Train a churn model on historical customer data. Cluster your current active accounts by spend, tenure, and engagement. Run inference and compare predicted churn rates across clusters. You might find that 70% of your predicted churn is concentrated in a single cluster e.g. mid-market accounts with declining usage in months 8–14.
Upsell opportunity by product usage pattern
Train a model to predict expansion revenue (accounts that upgraded in the past). Cluster current accounts by feature adoption and usage depth. Run inference and rank clusters by predicted expansion probability. Prioritize the highest-scoring cluster for outbound.
Credit risk concentration by borrower profile
Train a default prediction model on historical loan data. Cluster current borrowers by loan size, term, payment history, and utilization. Compare predicted default rates across clusters to identify where portfolio risk is concentrated before it surfaces in actuals.

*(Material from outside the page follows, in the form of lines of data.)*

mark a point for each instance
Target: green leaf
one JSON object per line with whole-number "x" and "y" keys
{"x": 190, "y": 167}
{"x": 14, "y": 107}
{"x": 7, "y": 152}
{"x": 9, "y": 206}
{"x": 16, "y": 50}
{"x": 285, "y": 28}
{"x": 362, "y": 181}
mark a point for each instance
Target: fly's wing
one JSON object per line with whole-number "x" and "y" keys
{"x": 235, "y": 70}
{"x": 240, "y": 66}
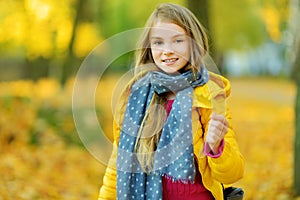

Conversion rate by lead profile
Train a conversion model on historical closed/lost deal data. Cluster inbound leads by firmographic and behavioral attributes (company size, industry, pages visited, time to first action). Run inference and compare predicted conversion rates across clusters to prioritize outreach.
This recipe helps you train an anomaly detection model on clean historical data as your baseline, then run inference on each new period’s data to detect drift over time.Why try it? Anomaly detection is relative; it needs to know what normal looks like. By anchoring on a stable historical baseline, you can detect when current data starts behaving differently, before the difference shows up in your lagging indicators.
Upload a clean historical dataset as your baseline
Choose a period that represents normal operations (not a period with a lot of known incidents), seasonality outliers, or data quality issues. Upload it as your baseline dataset.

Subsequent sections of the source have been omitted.